You can upload this notebook to Google Drive and open it with Colab: `File > Upload notebook` or `Open notebook > GitHub/Drive`.

In [None]:
# Setup (Colab-ready)
# If running in Colab and packages are missing, uncomment the following lines to install them.
# !pip install seaborn scikit-learn pandas matplotlib

import pandas as pd
import numpy as np
import seaborn as sns
import matplotlib.pyplot as plt
from sklearn.model_selection import train_test_split
from sklearn.ensemble import RandomForestClassifier
from sklearn.metrics import accuracy_score, classification_report, confusion_matrix

sns.set()

print('Libraries imported successfully')

In [None]:
# Load the Titanic dataset from seaborn
titanic = sns.load_dataset('titanic')
titanic.head()

# Quick info
titanic.info()

## Exploratory Data Analysis (EDA)
Let's look at distributions and relationships between features and survival.

In [None]:
# EDA plots
plt.figure(figsize=(8,5))
sns.countplot(x='survived', data=titanic)
plt.title('Survival Count')
plt.show()

plt.figure(figsize=(8,5))
sns.countplot(x='class', hue='survived', data=titanic)
plt.title('Survival by Class')
plt.show()

plt.figure(figsize=(8,5))
sns.boxplot(x='survived', y='age', data=titanic)
plt.title('Age vs Survival')
plt.show()

## Preprocessing
We'll select a subset of features, handle missing values, encode categoricals, and prepare data for modeling.

In [None]:
# Select features and preprocess
df = titanic.copy()
features = ['pclass','sex','age','sibsp','parch','fare','embarked']
df = df[features + ['survived']]

# Handle missing values: simple imputation
df['age'] = df['age'].fillna(df['age'].median())
df['embarked'] = df['embarked'].fillna(df['embarked'].mode()[0])

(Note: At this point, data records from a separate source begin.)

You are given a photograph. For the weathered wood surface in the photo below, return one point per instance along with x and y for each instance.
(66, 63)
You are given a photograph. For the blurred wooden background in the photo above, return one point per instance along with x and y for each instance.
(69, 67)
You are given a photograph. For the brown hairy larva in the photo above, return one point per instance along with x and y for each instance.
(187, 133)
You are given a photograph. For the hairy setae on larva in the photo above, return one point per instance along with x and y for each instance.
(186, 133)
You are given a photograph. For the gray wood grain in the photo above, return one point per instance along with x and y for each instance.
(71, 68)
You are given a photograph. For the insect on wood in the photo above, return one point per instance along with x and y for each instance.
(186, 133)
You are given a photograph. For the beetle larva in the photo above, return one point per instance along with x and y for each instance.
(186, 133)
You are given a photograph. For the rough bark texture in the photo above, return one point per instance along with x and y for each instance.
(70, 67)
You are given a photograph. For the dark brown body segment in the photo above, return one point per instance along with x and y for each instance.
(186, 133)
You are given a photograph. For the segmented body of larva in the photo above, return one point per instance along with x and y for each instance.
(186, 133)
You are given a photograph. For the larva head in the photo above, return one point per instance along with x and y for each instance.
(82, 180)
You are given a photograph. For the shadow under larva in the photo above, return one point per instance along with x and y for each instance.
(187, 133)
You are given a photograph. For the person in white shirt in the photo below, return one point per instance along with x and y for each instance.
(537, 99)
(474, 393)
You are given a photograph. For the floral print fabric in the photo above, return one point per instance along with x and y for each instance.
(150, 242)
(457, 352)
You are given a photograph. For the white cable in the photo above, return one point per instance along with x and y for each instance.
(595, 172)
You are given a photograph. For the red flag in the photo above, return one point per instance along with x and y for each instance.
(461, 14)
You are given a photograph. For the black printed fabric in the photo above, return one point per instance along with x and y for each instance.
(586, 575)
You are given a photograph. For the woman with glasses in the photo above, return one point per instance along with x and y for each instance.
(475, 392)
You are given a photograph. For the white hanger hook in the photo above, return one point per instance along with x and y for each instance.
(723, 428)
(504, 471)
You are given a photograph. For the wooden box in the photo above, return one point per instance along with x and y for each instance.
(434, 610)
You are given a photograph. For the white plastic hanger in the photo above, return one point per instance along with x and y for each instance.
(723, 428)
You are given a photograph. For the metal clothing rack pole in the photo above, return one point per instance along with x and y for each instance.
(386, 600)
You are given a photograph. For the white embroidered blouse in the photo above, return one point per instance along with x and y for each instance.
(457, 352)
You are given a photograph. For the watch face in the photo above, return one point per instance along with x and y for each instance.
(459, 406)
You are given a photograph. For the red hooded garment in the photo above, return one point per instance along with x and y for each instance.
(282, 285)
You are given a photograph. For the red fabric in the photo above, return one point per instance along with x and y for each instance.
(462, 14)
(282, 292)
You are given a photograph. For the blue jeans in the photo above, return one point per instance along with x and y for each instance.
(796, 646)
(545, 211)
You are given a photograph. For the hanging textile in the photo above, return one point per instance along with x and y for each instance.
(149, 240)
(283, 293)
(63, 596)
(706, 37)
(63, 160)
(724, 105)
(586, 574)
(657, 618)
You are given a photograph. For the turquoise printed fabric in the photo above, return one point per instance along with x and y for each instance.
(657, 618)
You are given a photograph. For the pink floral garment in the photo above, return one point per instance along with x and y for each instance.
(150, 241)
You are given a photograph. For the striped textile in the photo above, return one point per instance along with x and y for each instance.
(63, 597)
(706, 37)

# One-hot encode categorical features
df = pd.get_dummies(df, columns=['sex','embarked'], drop_first=True)
df.head()

In [None]:
# Train/Test split and Random Forest training
X = df.drop('survived', axis=1)
y = df['survived']

X_train, X_test, y_train, y_test = train_test_split(X, y, test_size=0.25, random_state=42)

model = RandomForestClassifier(n_estimators=100, random_state=42)
model.fit(X_train, y_train)

y_pred = model.predict(X_test)
print('Accuracy:', accuracy_score(y_test, y_pred))

In [None]:
# Detailed evaluation
print('\nClassification Report:\n')
print(classification_report(y_test, y_pred))

cm = confusion_matrix(y_test, y_pred)
plt.figure(figsize=(5,4))
sns.heatmap(cm, annot=True, fmt='d')
plt.xlabel('Predicted')
plt.ylabel('Actual')
plt.title('Confusion Matrix')
plt.show()

## Feature importance
Check which features the Random Forest found most useful.

In [None]:
importances = model.feature_importances_
feat_importance = pd.Series(importances, index=X.columns).sort_values(ascending=False)
feat_importance

plt.figure(figsize=(8,4))
feat_importance.plot(kind='bar')
plt.title('Feature Importances')
plt.show()

## Conclusion & How to run in Google Colab
- This notebook uses seaborn's built-in Titanic dataset and a Random Forest classifier to predict survival.

To open in Google Colab:
1. Save this file to your computer from the link below.
2. Go to **https://colab.research.google.com/**
3. Click **File > Upload notebook** and select the `.ipynb` file.

Optional improvements:
- Use cross-validation and hyperparameter search (GridSearchCV / RandomizedSearchCV).
- Try other models (Logistic Regression, XGBoost).
- Add pipelines (sklearn.pipeline) and scaling.
- Use more feature engineering (title extraction from names, family size feature, etc.).